1. A fim de realizar os objectivos enunciados no artigo III-209.°, a União apoia e completa a acção dos Estados-Membros nos seguintes domínios:

a) Melhoria, principalmente, do ambiente de trabalho, a fim de proteger a saúde e a segurança dos trabalhadores;

b) Condições de trabalho;

c) Segurança social e protecção social dos trabalhadores;

d) Protecção dos trabalhadores em caso de rescisão do contrato de trabalho;

e) Informação e consulta aos trabalhadores;

f) Representação e defesa colectiva dos interesses dos trabalhadores e das entidades patronais, incluindo a co-gestão, sem prejuízo do n.° 6;

g) Condições de emprego dos nacionais de países terceiros que residam legalmente no território da União;

h) Integração das pessoas excluídas do mercado de trabalho, sem prejuízo do artigo III-283.°;

i) Igualdade entre homens e mulheres quanto às oportunidades no mercado de trabalho e ao tratamento no trabalho;

j) Luta contra a exclusão social;

k) Modernização dos sistemas de protecção social, sem prejuízo da alínea c).

2. Para efeitos do n.° 1:

a) A lei ou lei-quadro europeia pode estabelecer medidas destinadas a fomentar a cooperação entre os Estados-Membros, através de iniciativas que tenham por objectivo melhorar os conhecimentos, desenvolver o intercâmbio de informações e de melhores práticas, promover abordagens inovadoras e avaliar a experiência adquirida, com exclusão de qualquer harmonização das disposições legislativas e regulamentares dos Estados-Membros;

b) Nos domínios referidos nas alíneas a) a i) do n.° 1, a lei-quadro europeia pode estabelecer prescrições mínimas aplicáveis progressivamente, tendo em conta as condições e as regulamentações técnicas existentes em cada um dos Estados-Membros. A lei-quadro europeia deve evitar impor disciplinas administrativas, financeiras e jurídicas contrárias à criação e ao desenvolvimento de pequenas e médias empresas.
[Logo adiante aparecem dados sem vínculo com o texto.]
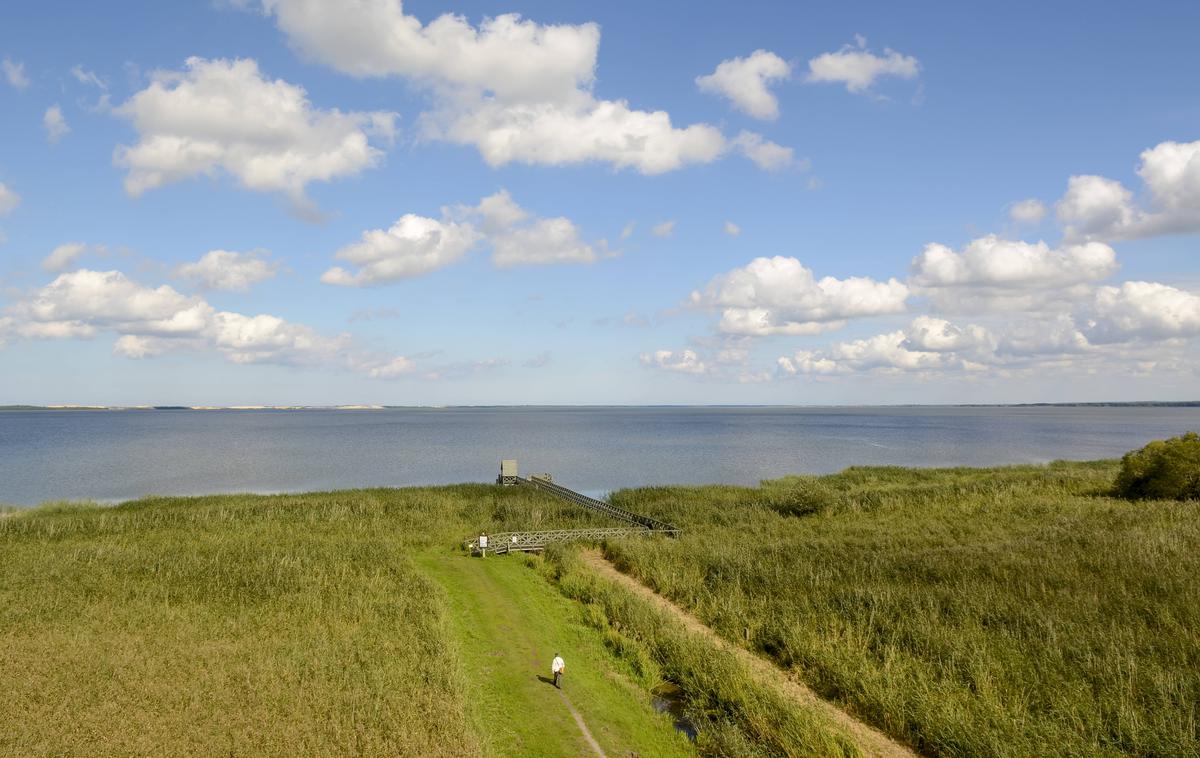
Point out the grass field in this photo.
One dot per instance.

Em todos os casos a lei ou lei-quadro europeia é adoptada após consulta ao Comité das Regiões e ao Comité Económico e Social.
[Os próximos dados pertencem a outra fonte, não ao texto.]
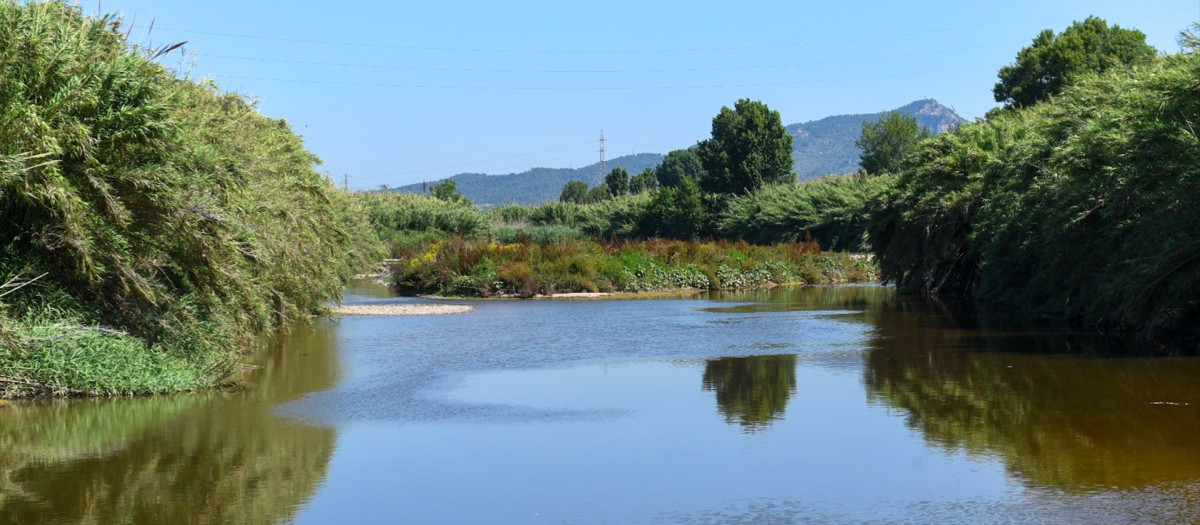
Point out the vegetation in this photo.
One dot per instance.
(462, 266)
(887, 142)
(574, 192)
(677, 166)
(1083, 205)
(834, 211)
(153, 224)
(1055, 61)
(617, 181)
(749, 149)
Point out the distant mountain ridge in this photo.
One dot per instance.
(819, 148)
(827, 145)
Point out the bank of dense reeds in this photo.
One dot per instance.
(168, 222)
(462, 266)
(1085, 205)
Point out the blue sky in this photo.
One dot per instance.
(394, 92)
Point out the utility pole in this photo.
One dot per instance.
(601, 156)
3. Em derrogação do n.o 2, nos domínios referidos nas alíneas c), d), f) e g) do n.o 1, a lei ou lei-quadro europeia é adoptada pelo Conselho, deliberando por unanimidade, após consulta ao Parlamento Europeu, ao Comité das Regiões e ao Comité Económico e Social.
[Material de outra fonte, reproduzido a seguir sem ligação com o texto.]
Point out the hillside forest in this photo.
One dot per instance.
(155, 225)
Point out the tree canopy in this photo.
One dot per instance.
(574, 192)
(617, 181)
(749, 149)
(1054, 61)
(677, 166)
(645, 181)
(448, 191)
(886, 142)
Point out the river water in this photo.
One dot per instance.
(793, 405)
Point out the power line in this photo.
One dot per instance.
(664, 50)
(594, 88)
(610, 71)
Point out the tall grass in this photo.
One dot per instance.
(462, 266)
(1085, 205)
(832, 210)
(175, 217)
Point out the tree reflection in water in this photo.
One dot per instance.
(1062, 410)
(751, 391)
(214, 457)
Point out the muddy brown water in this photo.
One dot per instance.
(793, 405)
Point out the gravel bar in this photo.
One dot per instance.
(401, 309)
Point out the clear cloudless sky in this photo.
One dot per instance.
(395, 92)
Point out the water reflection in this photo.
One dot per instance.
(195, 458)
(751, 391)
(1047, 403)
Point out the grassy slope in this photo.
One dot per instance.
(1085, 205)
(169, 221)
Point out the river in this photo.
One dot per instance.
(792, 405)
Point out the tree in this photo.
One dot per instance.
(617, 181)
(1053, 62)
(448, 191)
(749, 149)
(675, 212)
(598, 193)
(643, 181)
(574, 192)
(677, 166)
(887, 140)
O Conselho, sob proposta da Comissão, pode adoptar uma decisão europeia que torne o processo legislativo ordinário aplicável às alíneas d), f) e g) do n.° 1. O Conselho delibera por unanimidade, após consulta ao Parlamento Europeu.

4. Qualquer Estado-Membro pode confiar aos parceiros sociais, a pedido conjunto destes, a execução das leis-quadro europeias adoptadas em aplicação dos n.os 2 e 3 ou, se for caso disso, a execução dos regulamentos europeus ou decisões europeias adoptados de acordo com o artigo III-212.°.

Nesse caso, o Estado-Membro assegurará que, o mais tardar na data em que determinada lei-quadro europeia deva ser transposta e na data em que determinado regulamento europeu ou decisão europeia deva ser executado, os parceiros sociais tenham introduzido, por acordo, as disposições necessárias, devendo o Estado-Membro em questão tomar as disposições indispensáveis para poder garantir, a qualquer momento, os resultados impostos por essa lei-quadro, esse regulamento ou essa decisão.

5. As leis e leis-quadro europeias adoptadas ao abrigo do presente artigo:

a) Não prejudicam a faculdade de os Estados-Membros definirem os princípios fundamentais dos seus sistemas de segurança social, nem devem afectar substancialmente o equilíbrio financeiro desses sistemas;

b) Não obstam a que os Estados-Membros mantenham ou introduzam medidas de protecção mais estritas compatíveis com a Constituição.

6. O presente artigo não é aplicável às remunerações, ao direito sindical, ao direito à greve e ao direito ao lock-out.